A Russian military truck drives past an unexploded munition during Ukraine-Russia conflict in the Russia-controlled village of Chornobaivka, Ukraine July 26, 2022. REUTERS/Alexander Ermochenko

Ukrainian partisans are apparently targeting officials from the Russian occupation administration. Last week, “partisans blew up one of the organizers of the ‘referendum’ in temporarily occupied Melitopol,” the Ukrainian Resistance Center said. The officer is said to have been taken to a hospital. His current state of health is unclear.

Partisans are now playing an important part in the Ukrainian defense against the Russian war of aggression. Just last week, President Volodymyr Zelenskyy called on residents in the Russian-occupied territories to resist. They should send information about the enemy or collaborators to the Ukrainian armed forces through secure channels, Zelenskyy said in his nightly video address on Wednesday.
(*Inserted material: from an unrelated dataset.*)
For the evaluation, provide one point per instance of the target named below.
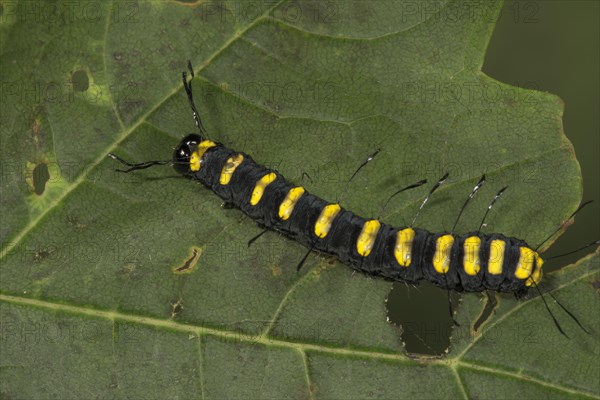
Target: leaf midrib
(453, 363)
The alleged attack on occupation officials in Melitopol is just the latest attack on collaborators working with Russia. “The action took place as part of the hunt for collaborators who are helping the Russians to ‘legalize’ the occupation,” the resistance center justified the attack. Collaboration is “bad for your health”.

Also last week, Vladimir Saldo, the mayor of Cherson who was installed by the occupying forces, is said to have died, reports the Spanish daily El Mundo. The man suddenly fell ill at the beginning of August, reports several media. On August 6, he had to be flown to Moscow for further treatment.

Russia attributes Saldo’s death to a heart attack resulting from an infection with the corona virus. The New York Times reporter Michael Schwirtz, on the other hand, reports that the collaborator was said to have been poisoned by Ukrainian partisans. An operation that was apparently planned for several months. In March, almost a month after the start of the Russian war of aggression in Ukraine, his assistant was shot dead in Cherson, reports the news portal “Newsweek”.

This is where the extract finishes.